Momentos, recuerdos y sensaciones de haber crecido en una isla como Lanzarote enmarcados en cinco factores.

1. El espacio

Estirar los brazos sin alcanzar nada, tocando sólo rayos del sol. Contemplar lugares que están cerca y lejos en el mismo vistazo, rodeado de horizontes siempre a la vista. Una isla plana pero para nada aburrida en la que puedes caminar viendo a dónde te diriges sin alcanzarlo durante un buen rato. Sentirte insignificante y humilde en un páramo que te envuelve. Una tierra de contrastes, de vida y muerte, plagada de colores que asaltan tus sentidos. Disfrutar recordando cuánto te hacía falta tu espacio vital.

2. El cariño

Las gracias, el buenos días, el qué pasó. Sentarse en un bar que no conoces y que te traten como si te conocieran de toda la vida. Olvidarse de los complejos, aprender a sonreír por imitación. Que la vergüenza sea no estar a la altura del buen humor que te rodea, tener demasiada prisa. Ver que las casas están para dar la bienvenida y no para esconderse, que los follones son para y por pasarlo bien.

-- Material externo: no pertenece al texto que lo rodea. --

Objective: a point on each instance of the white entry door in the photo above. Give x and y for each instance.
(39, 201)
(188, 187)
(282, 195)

Que aquí los nombres no se olvidan porque las personas tampoco. Comprender que en una isla, todos somos vecinos.

3. El tiempo

En Lanzarote uno entiende que el tiempo no es supremo. Que casi se puede tocar, que tenemos relojes con hora menos para vivir una hora más. Perder el miedo a llegar tarde porque aquí una sonrisa no se tuerce por tan poco. Vivir rodeado tanto de olas que aceleran el pulso y machacan las horas, como de desiertos de lava en los que el tiempo ni pasa ni se le espera. Visitantes que van y vienen se mezclan con los que siempre están aquí, disfrutando de un hogar dónde los cambios son constantes pero el lugar siempre es el mismo.

4. El silencio

Meditar sin proponérselo, sin saber lo que es eso. Descubrir que las piedras y las nubes hacen ruido. Caminar viendo que tus pasos destruyen la paz allá por donde pasan. Entender el sentido de un paseo, apreciar la soledad como un momento de aprendizaje y disfrutar del no tener que decir nada porque el entorno ya lo dice todo. Callarte. Disfrutar de miradas y gestos que merecen ser escuchados y momentos de silencio que siempre amenazan con romperse. Descubrirte olvidando pensar y dormir, madre mía, dormir de verdad.

5. El aire

Darte cuenta de que el vacío no existe. Que el espacio se mueve y tú con él. Que los olores viajan tanto como tú y te dan la bienvenida al poner pie en la isla. Aprender que peinarse es una pérdida de tiempo porque el viento siempre quiere ayudarnos con eso, aunque a nadie le convenzan los resultados. Estar a merced de la naturaleza, recordar quién manda en este planeta que nos hemos atribuido sin pedir permiso. Abrir la ventana y que se te meta el mar en casa, en los pulmones y en tu forma de vivir. Y por ese regalo, dar las gracias.